I (Ford) was reading a commentary on the top number of “issues” facing education/ educators and became even more outraged and indignant on terminology used to describe children who live in poverty, Blacks, and other minoritized students. My colleagues and I believe this framing and mislabeling are the real ‘issues’, which we use interchangeably with ‘problems’. As minoritized individuals and scholars, we must set the record straight on several real ‘issues/problems’ confronting students of color. We also offer culturally-grounded recommendations for educators to adopt in order to be more effective with low-income students and students of color; in this same spirit, the recommendations are offered to help marginalized students experience schools as affirming places in every level of education.  

Student diversity is not an issue. We must stop (mis)interpreting ‘diversity’ and minoritized students as being so different from white students that they are unteachable and unreachable; that is, educators must stop seeing non-white students as problems and issues to be ‘solved’ rather than taught. Such terminology and subsequent beliefs, behaviors, and actions hinder the ability of educators and decision makers (e.g., teachers, school board members, superintendents, principals) and policy makers to see, appreciate, and honor the cultural capital that students of color bring to education, counseling, and mental health services. Colorblindness/cultureblindness and cultural assaults are unacceptable, to say the least, as delineated below.

a.  Counseling & mental health. In school counseling and mental health counseling, counselor educators get extensive preparation in socio-emotional learning (SEL). This is necessary but must include intentional and proactive scholarship and resources on racial identity development. An understanding of racial identity development and pride must be included in all SEL discussions and curricula; and in coursework and professional development. Moreover, school counselors are in a position to impact the academic achievement of students of color, as well as contribute to closing opportunity gaps through collaboration with other school personnel and using data-driven approaches. Further, school counselors must be  trained in using an equity-based lens to help students of color explore various career options and postsecondary opportunities in preparation to enter a global, diverse, and technological workforce. Finally, school counselors can assist students by providing short- term mental health services to eliminate obstacles to academic success (American School Counseling Association).

b.     Special education over-referrals and overrepresentation. Decades of studies, along with the lived experiences of minoritized families/caregivers demonstrate that racialized/race-based deficit thinking by educators contributes to the unnecessary (over)referrals of minoritized students, especially Black males, Black females, Latinx males, and Latinx females, respectively, to high-incidence and stigmatized special education areas (e.g., intellectual disabilities, emotional and behavioral disorders, learning disabilities, ADHD, developmental delays). When cultural ways of being and cultural differences are framed as assets rather than problems, unnecessary special education referrals, labeling, and placements will decrease.

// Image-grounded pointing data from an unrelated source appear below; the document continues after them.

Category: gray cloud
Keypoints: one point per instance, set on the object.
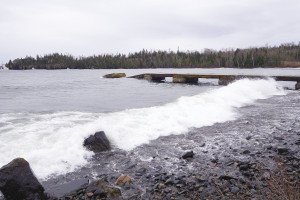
(87, 27)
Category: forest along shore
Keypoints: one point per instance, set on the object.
(285, 55)
(254, 157)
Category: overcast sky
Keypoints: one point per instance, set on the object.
(88, 27)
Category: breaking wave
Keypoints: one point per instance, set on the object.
(52, 142)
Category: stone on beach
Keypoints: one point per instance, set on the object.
(17, 181)
(97, 142)
(122, 180)
(189, 154)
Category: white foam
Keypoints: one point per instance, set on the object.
(52, 143)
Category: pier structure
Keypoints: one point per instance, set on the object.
(222, 79)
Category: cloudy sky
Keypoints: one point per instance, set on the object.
(88, 27)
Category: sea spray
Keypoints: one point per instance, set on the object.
(52, 143)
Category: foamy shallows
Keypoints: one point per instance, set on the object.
(52, 143)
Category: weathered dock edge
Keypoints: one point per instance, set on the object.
(223, 79)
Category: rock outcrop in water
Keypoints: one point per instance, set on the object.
(97, 142)
(115, 75)
(297, 86)
(17, 182)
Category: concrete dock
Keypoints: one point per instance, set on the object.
(223, 79)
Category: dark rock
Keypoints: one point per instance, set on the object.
(189, 154)
(227, 177)
(246, 152)
(102, 189)
(97, 142)
(115, 75)
(278, 138)
(214, 160)
(17, 181)
(123, 179)
(67, 188)
(282, 150)
(234, 189)
(248, 137)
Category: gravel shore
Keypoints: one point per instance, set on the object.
(256, 156)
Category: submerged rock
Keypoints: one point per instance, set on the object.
(122, 180)
(189, 154)
(115, 75)
(17, 181)
(97, 142)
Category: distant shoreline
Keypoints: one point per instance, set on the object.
(283, 56)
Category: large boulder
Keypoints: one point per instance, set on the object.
(17, 182)
(115, 75)
(97, 142)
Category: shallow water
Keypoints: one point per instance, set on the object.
(45, 115)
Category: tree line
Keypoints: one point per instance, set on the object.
(285, 55)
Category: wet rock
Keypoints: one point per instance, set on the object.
(202, 144)
(115, 75)
(189, 154)
(214, 160)
(227, 177)
(234, 189)
(297, 86)
(102, 189)
(246, 152)
(67, 188)
(248, 137)
(17, 181)
(282, 150)
(97, 142)
(278, 138)
(124, 179)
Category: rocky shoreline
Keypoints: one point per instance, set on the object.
(256, 156)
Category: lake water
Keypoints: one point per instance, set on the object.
(45, 115)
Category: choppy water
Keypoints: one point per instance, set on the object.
(45, 115)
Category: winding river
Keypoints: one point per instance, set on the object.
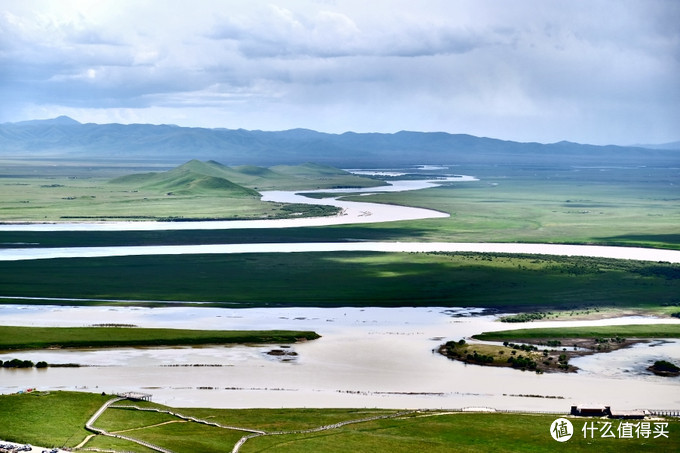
(373, 357)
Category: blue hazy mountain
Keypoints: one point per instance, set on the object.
(64, 137)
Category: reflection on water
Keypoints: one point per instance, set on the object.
(374, 357)
(631, 363)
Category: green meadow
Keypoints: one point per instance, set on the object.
(630, 331)
(635, 206)
(504, 282)
(57, 419)
(195, 190)
(23, 338)
(628, 208)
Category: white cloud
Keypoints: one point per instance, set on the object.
(595, 71)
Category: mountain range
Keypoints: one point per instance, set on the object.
(66, 138)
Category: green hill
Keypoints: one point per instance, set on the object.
(192, 178)
(205, 178)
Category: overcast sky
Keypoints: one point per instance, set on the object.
(537, 70)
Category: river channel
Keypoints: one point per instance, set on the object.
(372, 357)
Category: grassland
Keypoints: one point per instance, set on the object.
(20, 338)
(504, 282)
(629, 331)
(57, 419)
(614, 206)
(630, 207)
(557, 342)
(195, 190)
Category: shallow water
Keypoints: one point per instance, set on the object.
(371, 357)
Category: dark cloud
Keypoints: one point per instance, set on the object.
(538, 70)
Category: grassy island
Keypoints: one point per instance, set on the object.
(549, 349)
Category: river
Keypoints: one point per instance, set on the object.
(373, 357)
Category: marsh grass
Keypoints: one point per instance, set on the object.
(629, 331)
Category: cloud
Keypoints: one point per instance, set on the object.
(596, 71)
(280, 32)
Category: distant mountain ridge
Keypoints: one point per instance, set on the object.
(64, 137)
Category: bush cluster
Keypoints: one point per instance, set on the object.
(16, 363)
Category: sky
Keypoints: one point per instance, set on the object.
(588, 71)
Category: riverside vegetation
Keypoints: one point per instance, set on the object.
(550, 349)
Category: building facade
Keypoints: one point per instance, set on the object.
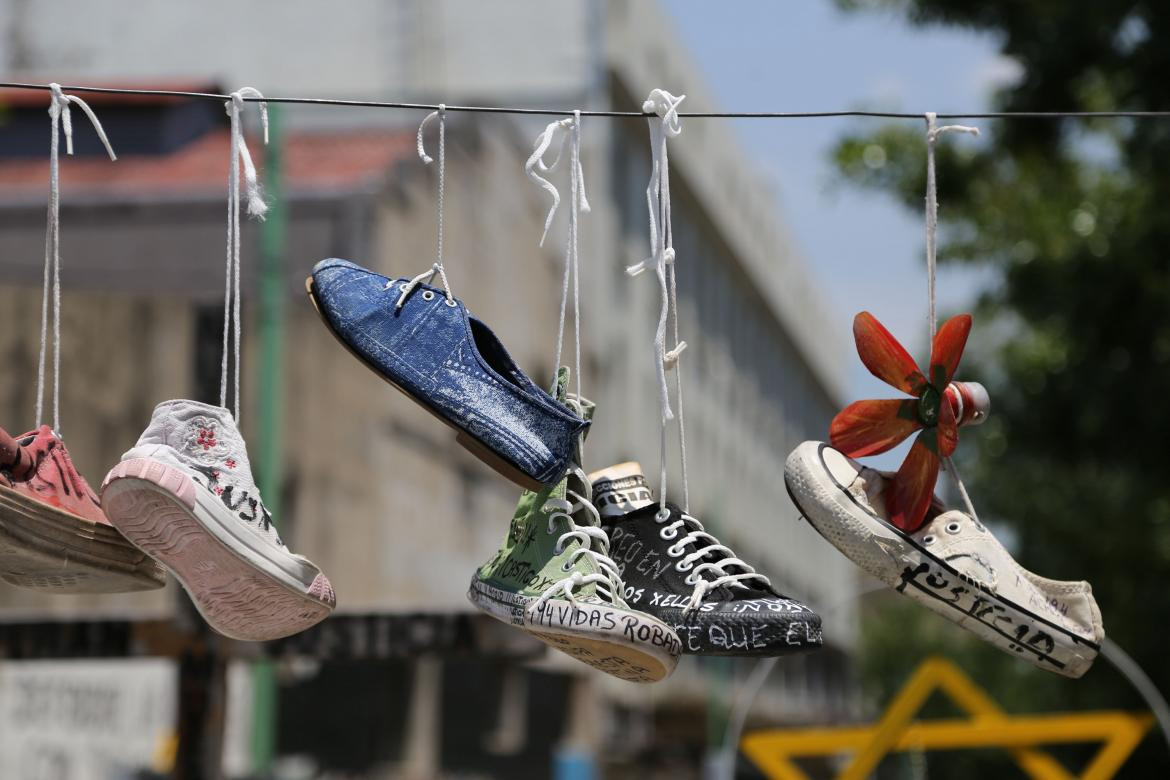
(372, 490)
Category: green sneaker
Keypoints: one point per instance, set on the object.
(553, 578)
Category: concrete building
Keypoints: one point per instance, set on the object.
(372, 489)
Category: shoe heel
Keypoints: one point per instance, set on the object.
(500, 466)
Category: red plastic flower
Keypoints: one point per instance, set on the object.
(937, 409)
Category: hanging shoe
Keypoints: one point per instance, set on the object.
(552, 578)
(951, 565)
(54, 535)
(681, 574)
(185, 496)
(440, 356)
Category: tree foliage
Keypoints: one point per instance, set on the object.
(1074, 218)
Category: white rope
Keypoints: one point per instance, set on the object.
(256, 207)
(933, 133)
(559, 133)
(663, 125)
(438, 267)
(61, 119)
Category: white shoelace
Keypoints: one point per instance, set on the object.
(61, 119)
(716, 568)
(658, 199)
(933, 132)
(428, 275)
(256, 207)
(594, 546)
(559, 133)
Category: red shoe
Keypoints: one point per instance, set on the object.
(54, 535)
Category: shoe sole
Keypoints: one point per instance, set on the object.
(242, 592)
(896, 559)
(500, 464)
(47, 549)
(626, 660)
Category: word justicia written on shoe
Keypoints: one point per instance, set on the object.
(521, 572)
(633, 627)
(246, 506)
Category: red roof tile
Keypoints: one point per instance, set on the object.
(322, 160)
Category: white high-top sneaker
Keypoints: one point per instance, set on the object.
(951, 565)
(185, 496)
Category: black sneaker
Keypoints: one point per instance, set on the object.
(681, 574)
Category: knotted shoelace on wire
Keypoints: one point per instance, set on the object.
(561, 133)
(428, 275)
(61, 119)
(662, 126)
(256, 208)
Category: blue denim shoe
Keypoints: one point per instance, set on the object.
(426, 344)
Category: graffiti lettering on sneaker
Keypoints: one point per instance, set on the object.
(635, 629)
(740, 637)
(626, 550)
(253, 509)
(569, 615)
(965, 595)
(522, 572)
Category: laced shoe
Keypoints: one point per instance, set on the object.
(952, 564)
(552, 578)
(674, 570)
(426, 344)
(185, 496)
(54, 535)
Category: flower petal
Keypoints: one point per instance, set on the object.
(913, 487)
(948, 349)
(883, 357)
(872, 427)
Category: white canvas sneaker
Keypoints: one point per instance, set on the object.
(951, 565)
(185, 496)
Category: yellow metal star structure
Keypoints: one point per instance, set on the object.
(773, 750)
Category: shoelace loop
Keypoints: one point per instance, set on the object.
(256, 208)
(933, 133)
(607, 578)
(438, 267)
(665, 124)
(717, 568)
(564, 132)
(61, 121)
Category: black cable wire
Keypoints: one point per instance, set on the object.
(693, 115)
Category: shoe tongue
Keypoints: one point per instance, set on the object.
(620, 489)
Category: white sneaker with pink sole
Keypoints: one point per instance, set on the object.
(185, 496)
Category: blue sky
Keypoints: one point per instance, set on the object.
(865, 250)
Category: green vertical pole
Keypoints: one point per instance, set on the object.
(272, 405)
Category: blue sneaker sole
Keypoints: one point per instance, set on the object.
(497, 463)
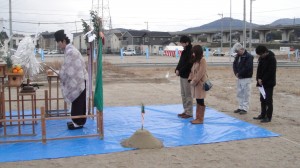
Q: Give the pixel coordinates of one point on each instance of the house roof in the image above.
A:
(140, 33)
(159, 34)
(47, 34)
(137, 33)
(3, 34)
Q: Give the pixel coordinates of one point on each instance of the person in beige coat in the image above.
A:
(196, 78)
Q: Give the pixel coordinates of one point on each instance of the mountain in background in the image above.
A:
(237, 24)
(285, 21)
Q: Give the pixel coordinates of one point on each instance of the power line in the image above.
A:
(44, 22)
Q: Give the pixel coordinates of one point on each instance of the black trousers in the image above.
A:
(79, 108)
(267, 104)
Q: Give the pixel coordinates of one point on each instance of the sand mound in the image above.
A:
(142, 139)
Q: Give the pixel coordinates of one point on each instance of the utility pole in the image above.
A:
(147, 25)
(244, 32)
(221, 14)
(10, 26)
(230, 52)
(250, 31)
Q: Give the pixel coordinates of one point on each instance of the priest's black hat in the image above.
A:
(59, 35)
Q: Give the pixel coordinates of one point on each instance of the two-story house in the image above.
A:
(79, 41)
(47, 41)
(142, 40)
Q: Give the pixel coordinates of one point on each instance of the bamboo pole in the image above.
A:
(100, 124)
(46, 102)
(43, 121)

c.     Disciplinary overrepresentation. There is a litany of national, state, and district information – studies and lived experiences -- on the hyper-policing and unjust profiling of Black bodies – at all ages. Even in early childhood, Black boys and girls are inequitably suspended and expelled. The Office for Civil Rights (https://ocrdata.ed.gov/assets/downloads/crdc-DOE-Discipline-Practices-in-Preschool-part1.pdf) paints a truly disturbing picture of the school-to-prison pipeline where our children are adultified; the presumption of innocence is not applied to them. We are reminded of Upchurch’s ‘convicted in the womb’.